DIRECTED BY TINATIN GURCHIANI (Georgia, Special Presentations)
Saturday, April 27, 1 p.m.
TIFF Bell Lightbox (350 King Street West)
Monday, April 29, 8:45 p.m.
ROM Theatre (100 Queen’s Park)
Thursday, May 2, 6 p.m.
Scotiabank Theatre (259 Richmond Street West)
In 2011, Tinatin Gurchiani put out a casting call for Georgian citizens between the ages of 15 and 25, asking specifically for people who felt their life stories were worthy of being put on film. The Machine Which Makes Everything Disappear, an award winner at Sundance, is the odd and intermittently enchanting fruit of that labour. It’s a set of interviews with the would-be stars, conducted by the director and spliced with a docudrama about hardscrabble Georgian life starring the newly deputized actors.

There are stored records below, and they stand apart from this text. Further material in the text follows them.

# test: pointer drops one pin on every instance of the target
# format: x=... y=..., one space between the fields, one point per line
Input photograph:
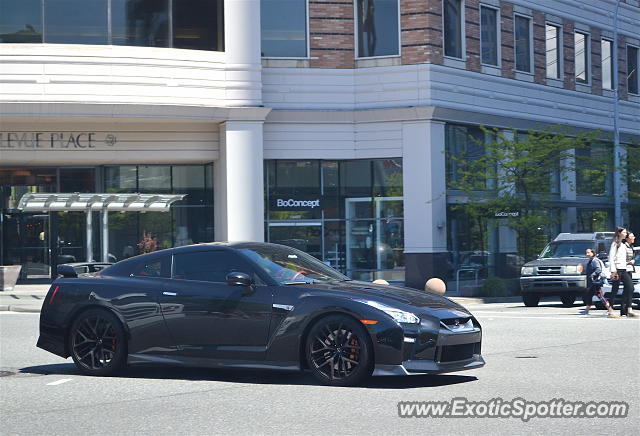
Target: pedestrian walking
x=621 y=264
x=595 y=280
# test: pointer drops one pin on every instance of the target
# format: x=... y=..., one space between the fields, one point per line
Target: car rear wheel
x=97 y=343
x=530 y=300
x=338 y=351
x=568 y=300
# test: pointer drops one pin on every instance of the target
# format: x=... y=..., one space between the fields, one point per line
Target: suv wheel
x=568 y=300
x=531 y=300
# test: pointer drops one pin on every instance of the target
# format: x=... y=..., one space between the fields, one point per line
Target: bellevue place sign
x=56 y=140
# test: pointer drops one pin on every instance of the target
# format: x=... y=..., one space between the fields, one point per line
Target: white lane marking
x=588 y=318
x=59 y=382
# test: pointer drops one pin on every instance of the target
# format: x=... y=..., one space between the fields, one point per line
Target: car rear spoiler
x=80 y=269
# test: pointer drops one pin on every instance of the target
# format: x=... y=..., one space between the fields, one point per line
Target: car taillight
x=53 y=295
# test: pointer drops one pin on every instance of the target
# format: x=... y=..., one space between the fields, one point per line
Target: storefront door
x=305 y=236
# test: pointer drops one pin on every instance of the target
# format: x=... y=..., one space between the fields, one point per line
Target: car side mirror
x=237 y=278
x=67 y=271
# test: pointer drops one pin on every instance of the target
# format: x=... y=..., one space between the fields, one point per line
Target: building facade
x=324 y=125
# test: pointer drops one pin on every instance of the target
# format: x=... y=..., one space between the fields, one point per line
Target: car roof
x=583 y=236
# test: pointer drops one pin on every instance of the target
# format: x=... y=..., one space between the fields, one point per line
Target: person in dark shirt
x=595 y=280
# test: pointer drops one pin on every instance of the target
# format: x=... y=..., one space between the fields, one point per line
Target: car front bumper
x=553 y=284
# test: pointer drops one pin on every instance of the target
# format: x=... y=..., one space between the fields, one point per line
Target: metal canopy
x=98 y=202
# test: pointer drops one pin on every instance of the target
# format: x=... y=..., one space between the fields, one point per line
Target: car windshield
x=566 y=249
x=288 y=266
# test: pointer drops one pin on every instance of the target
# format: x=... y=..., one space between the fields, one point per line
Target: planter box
x=8 y=276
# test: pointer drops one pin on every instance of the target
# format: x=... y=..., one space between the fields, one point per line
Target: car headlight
x=573 y=269
x=526 y=271
x=397 y=314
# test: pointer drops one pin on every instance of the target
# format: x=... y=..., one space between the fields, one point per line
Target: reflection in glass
x=154 y=179
x=121 y=179
x=140 y=23
x=377 y=28
x=197 y=24
x=69 y=23
x=20 y=21
x=607 y=64
x=632 y=69
x=523 y=44
x=581 y=56
x=284 y=34
x=489 y=35
x=77 y=180
x=453 y=28
x=553 y=51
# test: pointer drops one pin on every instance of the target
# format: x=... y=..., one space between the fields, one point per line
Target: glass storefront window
x=154 y=178
x=283 y=35
x=140 y=23
x=20 y=21
x=121 y=179
x=197 y=24
x=68 y=22
x=358 y=227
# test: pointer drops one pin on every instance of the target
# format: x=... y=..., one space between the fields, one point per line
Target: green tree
x=515 y=178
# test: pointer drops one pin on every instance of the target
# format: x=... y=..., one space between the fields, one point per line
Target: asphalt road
x=537 y=354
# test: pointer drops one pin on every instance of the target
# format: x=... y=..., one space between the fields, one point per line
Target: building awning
x=98 y=202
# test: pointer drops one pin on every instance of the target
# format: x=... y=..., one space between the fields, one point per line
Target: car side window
x=208 y=266
x=159 y=267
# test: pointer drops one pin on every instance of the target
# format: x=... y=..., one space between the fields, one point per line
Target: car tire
x=530 y=300
x=568 y=300
x=338 y=351
x=98 y=343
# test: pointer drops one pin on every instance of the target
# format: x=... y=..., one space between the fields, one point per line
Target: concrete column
x=242 y=50
x=568 y=193
x=104 y=235
x=425 y=202
x=89 y=246
x=239 y=184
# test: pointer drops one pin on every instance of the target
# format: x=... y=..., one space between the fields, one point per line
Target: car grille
x=549 y=270
x=454 y=353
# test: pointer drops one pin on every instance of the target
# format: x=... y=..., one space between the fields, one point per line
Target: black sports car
x=252 y=305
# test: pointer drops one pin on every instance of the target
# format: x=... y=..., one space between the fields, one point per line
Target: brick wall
x=507 y=40
x=435 y=48
x=539 y=48
x=596 y=61
x=472 y=38
x=331 y=33
x=568 y=54
x=414 y=31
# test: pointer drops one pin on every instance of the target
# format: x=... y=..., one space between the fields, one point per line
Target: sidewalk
x=24 y=298
x=28 y=298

Gurchiani’s bifurcated structure is an interesting approach, insofar as it invites viewers to think about the staged reality of well-known neorealist films like Vittorio de Sica’s The Bicycle Thief, which make similar dramatic use of local faces and settings. The fictionalized passages yield some stunning images of the Georgian countryside, as well as nicely realized snapshots of families in crisis and prayer. The interviews, with the subjects centred against various dilapidated backgrounds, are good-natured, if occasionally morose. One only wishes that Gurchiani’s delved a little deeper into his subjects’ stories than he does in both sets of vignettes.